One day, you might realize that this administration is not a democracy and doesn't really want a democracy. They just want power to run their games.
Re:Time to switch (Score:3, Insightful)
Some of the more interesting uses are against perfectly legal opponents of the current government and it's policies. For example democrats, peace protectors, socialists, proponents of socialized medicine and so on. There is a history for such abuses of power by presidents in the past. If you don't realize the uses of knowing what your political rivals plan to do then you are an idiot.
Re:Because an OPT IN would be the right thing to d (Score:4, Insightful)
This is why I find it important to distinguish from consumer and customer. The customer is always right. The consumer is just a resource. Problem is, we are the consumer. The corporation on the other end of the data-mining business is the customer.
You can keep Euro cellphone billing. (Score:4, Insightful)
It doesn't strike me as illogical. If it cost people more to call cellphones than landlines, the uptake of cellphones would have been a lot slower. I certainly wouldn't be able to use a cellphone as my primary business line, since it would be obnoxious to charge people more (and, hence, discourage them from calling me) because I want the ability to take calls on the road.

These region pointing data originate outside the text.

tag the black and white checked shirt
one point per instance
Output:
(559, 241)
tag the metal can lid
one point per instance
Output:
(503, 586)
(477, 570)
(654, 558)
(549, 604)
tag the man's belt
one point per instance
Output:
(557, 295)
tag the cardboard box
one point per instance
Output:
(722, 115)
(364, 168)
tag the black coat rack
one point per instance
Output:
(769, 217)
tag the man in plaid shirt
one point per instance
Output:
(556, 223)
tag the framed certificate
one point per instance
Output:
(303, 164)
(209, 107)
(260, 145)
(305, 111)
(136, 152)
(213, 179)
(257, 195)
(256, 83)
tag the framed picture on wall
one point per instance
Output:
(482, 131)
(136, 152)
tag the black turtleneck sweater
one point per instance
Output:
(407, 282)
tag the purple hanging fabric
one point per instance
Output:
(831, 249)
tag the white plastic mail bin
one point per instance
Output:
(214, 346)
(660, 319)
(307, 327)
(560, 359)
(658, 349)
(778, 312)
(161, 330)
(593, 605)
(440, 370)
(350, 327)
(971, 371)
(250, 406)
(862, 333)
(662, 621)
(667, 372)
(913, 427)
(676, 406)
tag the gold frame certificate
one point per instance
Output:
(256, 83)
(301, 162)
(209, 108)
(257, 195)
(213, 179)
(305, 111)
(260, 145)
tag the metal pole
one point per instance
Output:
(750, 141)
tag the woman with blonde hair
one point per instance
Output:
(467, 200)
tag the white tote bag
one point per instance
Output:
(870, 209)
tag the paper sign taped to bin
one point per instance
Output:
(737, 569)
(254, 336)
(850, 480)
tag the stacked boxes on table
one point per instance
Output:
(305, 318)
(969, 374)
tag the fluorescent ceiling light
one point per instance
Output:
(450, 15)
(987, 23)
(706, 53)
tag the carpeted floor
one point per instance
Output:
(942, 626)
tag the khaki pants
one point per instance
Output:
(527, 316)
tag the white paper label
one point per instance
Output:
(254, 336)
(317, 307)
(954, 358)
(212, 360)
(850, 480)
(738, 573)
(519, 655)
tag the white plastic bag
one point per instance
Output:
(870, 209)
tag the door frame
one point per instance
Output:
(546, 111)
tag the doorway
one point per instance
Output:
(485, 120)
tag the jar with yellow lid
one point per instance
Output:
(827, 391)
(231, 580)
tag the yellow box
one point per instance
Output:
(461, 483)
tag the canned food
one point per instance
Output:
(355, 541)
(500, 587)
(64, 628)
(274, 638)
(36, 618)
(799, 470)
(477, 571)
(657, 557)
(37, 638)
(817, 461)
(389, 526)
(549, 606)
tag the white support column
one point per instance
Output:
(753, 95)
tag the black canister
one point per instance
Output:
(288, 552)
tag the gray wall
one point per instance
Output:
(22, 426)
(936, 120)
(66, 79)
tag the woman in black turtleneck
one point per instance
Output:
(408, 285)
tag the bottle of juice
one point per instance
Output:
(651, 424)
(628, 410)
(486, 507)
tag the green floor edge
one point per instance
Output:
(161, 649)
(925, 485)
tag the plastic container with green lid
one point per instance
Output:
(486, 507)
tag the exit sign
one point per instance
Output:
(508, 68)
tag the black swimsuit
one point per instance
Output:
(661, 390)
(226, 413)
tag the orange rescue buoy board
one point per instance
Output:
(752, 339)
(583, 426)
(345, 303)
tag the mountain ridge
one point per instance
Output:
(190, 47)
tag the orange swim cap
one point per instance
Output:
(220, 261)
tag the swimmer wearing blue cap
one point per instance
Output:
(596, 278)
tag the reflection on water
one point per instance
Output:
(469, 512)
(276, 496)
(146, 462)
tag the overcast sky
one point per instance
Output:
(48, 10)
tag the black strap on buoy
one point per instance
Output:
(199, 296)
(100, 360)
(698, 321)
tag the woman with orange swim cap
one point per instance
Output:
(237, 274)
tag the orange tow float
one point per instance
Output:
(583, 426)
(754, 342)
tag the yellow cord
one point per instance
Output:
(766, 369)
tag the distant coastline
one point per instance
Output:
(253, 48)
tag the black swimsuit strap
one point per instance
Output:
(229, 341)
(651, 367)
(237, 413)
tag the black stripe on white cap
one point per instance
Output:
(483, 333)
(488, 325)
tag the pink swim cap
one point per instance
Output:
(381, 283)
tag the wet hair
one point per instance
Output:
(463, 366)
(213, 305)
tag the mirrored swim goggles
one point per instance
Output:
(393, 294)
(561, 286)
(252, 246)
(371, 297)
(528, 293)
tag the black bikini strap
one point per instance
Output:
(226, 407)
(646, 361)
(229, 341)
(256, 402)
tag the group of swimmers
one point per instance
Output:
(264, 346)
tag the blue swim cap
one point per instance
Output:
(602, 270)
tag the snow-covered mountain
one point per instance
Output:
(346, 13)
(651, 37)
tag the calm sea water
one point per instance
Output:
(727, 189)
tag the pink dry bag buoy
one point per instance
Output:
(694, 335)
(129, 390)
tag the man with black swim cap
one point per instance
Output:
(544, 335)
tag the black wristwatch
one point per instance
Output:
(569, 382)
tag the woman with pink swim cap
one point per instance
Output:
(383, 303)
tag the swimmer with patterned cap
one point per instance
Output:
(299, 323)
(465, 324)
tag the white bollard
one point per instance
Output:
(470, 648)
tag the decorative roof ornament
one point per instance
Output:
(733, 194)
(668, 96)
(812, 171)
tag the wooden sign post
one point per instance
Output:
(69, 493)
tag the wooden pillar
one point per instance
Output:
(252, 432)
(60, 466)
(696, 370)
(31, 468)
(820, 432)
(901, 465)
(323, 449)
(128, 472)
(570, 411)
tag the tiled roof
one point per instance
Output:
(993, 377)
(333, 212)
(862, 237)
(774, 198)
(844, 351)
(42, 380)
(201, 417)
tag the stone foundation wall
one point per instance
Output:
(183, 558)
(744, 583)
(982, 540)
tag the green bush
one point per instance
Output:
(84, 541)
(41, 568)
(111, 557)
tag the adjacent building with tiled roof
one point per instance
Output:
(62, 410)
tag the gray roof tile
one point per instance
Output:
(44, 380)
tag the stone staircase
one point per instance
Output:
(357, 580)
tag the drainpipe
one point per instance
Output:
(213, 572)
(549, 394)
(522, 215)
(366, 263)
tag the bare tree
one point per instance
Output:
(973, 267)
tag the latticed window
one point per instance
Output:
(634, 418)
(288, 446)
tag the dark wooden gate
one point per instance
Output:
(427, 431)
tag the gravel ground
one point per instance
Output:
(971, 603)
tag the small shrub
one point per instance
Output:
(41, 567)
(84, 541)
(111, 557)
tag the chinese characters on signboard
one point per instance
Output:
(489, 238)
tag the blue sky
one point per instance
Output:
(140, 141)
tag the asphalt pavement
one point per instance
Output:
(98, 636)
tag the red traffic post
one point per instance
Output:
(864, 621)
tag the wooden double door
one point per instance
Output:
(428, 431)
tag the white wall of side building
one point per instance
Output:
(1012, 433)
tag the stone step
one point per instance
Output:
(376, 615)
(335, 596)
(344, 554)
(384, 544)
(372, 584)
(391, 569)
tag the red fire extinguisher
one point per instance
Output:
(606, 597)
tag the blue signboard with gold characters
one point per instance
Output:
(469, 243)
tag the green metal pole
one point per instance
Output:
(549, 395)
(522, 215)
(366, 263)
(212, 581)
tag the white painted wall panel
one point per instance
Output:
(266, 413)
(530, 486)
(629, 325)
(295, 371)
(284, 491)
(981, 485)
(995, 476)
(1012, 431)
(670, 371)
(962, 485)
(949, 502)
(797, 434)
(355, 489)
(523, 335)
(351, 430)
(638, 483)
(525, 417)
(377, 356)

The U.S. pricing structure means that text messages are a bad deal (which is why they're little used here compared to in Europe), but it also sped the adoption of cell phones to many people who wouldn't have bought them otherwise, particularly business users, and it prevented people from consciously avoiding making calls to cell phones because of the expense. It puts the expense of owning a cellphone on the person who wants the convenience of being mobile, rather than on the caller.